Para encontrar a ‘resposta’, sua analise começa pelas estruturas sociais antes mesmo da “formação do Estado Inca”, denota as relações de grupos com uma parte considerável da sociedade Inca – os Ayllu, que formavam a base agrícola e seu trabalho em laço comunal, com a presença do Estado isso começa a mudar de forma. Seu trabalho é incluído nesse artigo para denotar as diferenças encontradas após a sua inclusão na Sociedade Inca
“O ayllu era formado por famílias ligadas por laços de parentesco. A posse de terra no ayllu era comunal... o trabalho ayllu baseava-se na ajuda mútua entre as famílias e estas, somente após preparar e semear as terras do Kuraka, passavam a cuidar de seus próprios lotes. O inca se proclama soberano da comunidade e divide as terras do ayllu.... e a terceira parte, a maior, é de toda comunidade conquistada,... numa tentativa de demonstrar a generosidade e benevolência do inca.
Um ponto importante que ao invés de sobrepujar a religião dos dominados ele a adaptava a religião dominante que acabava por criar uma pratica cultural comum a todo o império. Como também os seus atos de benevolência para com os conquistados.
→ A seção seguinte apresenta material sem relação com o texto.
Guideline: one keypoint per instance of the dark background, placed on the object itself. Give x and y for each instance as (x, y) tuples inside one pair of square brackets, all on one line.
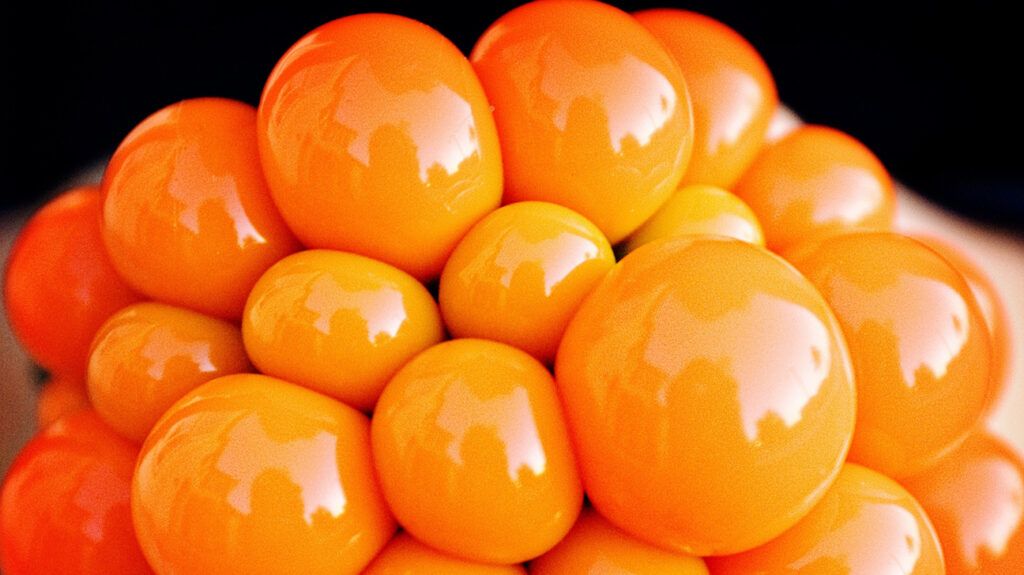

Apesar de todos os fatores mostrarem uma exploração da camada social superior sobre a produtora o texto mostra que a religião também era necessária para manter o equilíbrio da sociedade e diante da formação burocrática (e toda a estrutura social formada) impedia e impede o historiador em equivocar-se de dizer que essa ‘elite’ era ociosa, quando cada um tinha uma papel bem definido nessa sociedade, mantendo uma rigorosa centralização do poder extremamente influenciada pela fé que movia todo o universo Inca.